Recontained's Zero Waste Gift Wrap Guide
Written by Jennifer S. Li
There is so much to love about the holidays: the twinkling lights, the warm holiday drinks and seasonal treats, that indescribable warm and fuzzy feeling even when it’s cold outside. But, as a Zero-Waste store whose mission is to help people live more sustainably and thoughtfully for the future of our one and only planet, we are also unnerved by the fact that this is the most wasteful season. American households create 25% more trash than usual around this time of year, and the equivalent of 30 million trees are used for unrecyclable, single-use gift wrap that will be tossed out into landfills (Source: biologicaldiversity.org). Give the poor trees and landfills a break this year with our repurposed, recycled, Zero-Waste giftwrap guide!
Make the wrapping a thoughtful part of your gift: we took one of our beautiful, highly absorbent, 100% cotton Turkish kitchen cloths by Fashion by Cultures and used it as giftwrap. For this idea, we took inspiration from the ingenious Japanese tradition of tenugui—a long, thin hand towel that can be used for almost everything, from a decorative scarf to sweatbands for Sumo wrestlers; wrapping up a bottle of wine or transporting a picnic. Instead of trashing the giftwrap, the towel can be used again and again in the bathroom, kitchen, or elsewhere.
If you shop with Recontained, simply take one of our reusable muslin bags and throw a cute repurposed ribbon on it (this sturdy cotton ribbon came from a gift given to us many years ago). We always encourage everyone to bring their own reusable bag when shopping with us, but if you left the house without your supplies, we’re happy to send you away with one of our muslin bags: they can be reused for produce and bulk goods at the grocery store or farmer’s market; to contain small laundry items like delicate lingerie or baby socks; or for making almond or nut milk. If you’re feeling creative, we have supplies at the store that you can use to personalized the muslin bag with someone special’s name or a unique message.

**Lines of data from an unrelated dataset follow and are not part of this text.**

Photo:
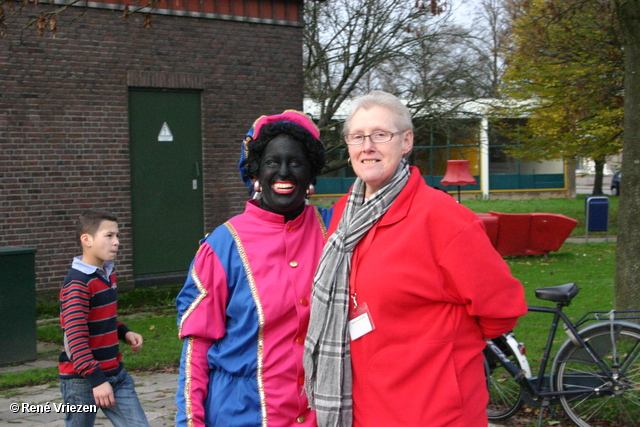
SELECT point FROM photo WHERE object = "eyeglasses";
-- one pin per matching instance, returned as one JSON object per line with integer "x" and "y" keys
{"x": 378, "y": 137}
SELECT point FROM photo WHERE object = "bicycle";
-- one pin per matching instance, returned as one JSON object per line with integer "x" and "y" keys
{"x": 595, "y": 374}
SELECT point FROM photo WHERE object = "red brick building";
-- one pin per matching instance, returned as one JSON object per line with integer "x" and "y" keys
{"x": 144, "y": 122}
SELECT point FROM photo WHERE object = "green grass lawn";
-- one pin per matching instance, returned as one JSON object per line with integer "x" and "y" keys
{"x": 151, "y": 312}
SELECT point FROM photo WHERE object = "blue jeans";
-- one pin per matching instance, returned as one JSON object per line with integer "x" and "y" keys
{"x": 127, "y": 413}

Even if you’re signed up to opt out of receiving junk mail, fancy, glossy catalogues really start rolling into the mailbox this time of year. Or, maybe you have a magazine subscription you just can’t do without. We took the most festive, colorful pages we could find to create these jewel-like boxes that will be a delight to gift and open. When done exchanging gifts, recycle the repurposed pages.
Grab a brown paper grocery bag or lunch sack that you have lying around your house and then go foraging outside for giftwrap decorations! Add a cluster of holly, a sprig of rosemary, or even an interesting looking twig (ours is topped with a juicy mandarin and fennel fronds from our backyard, then tied with natural, cotton string).
Scrap fabric lying around the house or in your donation pile can also be used as repurposed giftwrap (leftover fabrics can be used as rags to clean up around the house; skip the harmful, wasteful paper towels!). Add some foraged acorns, green leaves, or, tie on one of our gold or rose gold straws for a decorative touch that’s also a useful bonus gift (make sure to grab one of our straw cleaners too!).
If you’re in a pinch and need to go to the store to pick up a roll of wrapping paper, look for ones that are made from 100% recycled paper. Or, get plain recycled Kraft paper (many inks, dyes and foils render paper unrecyclable) which is widely available and can be easily recycled and used at any time of year. And, while we certainly don’t have a Candy Spelling-style gift wrap room in our Bel-Air mansion, we do like to keep a small box of repurposed gift bags, ribbons, and paper in our closet for thoughtful zero-waste wrapping, all year round.
Awesome guide for wrapping alternatives. Thank you for sharing and I hope readers will implement these for the holiday season,I know I will. BRAVO!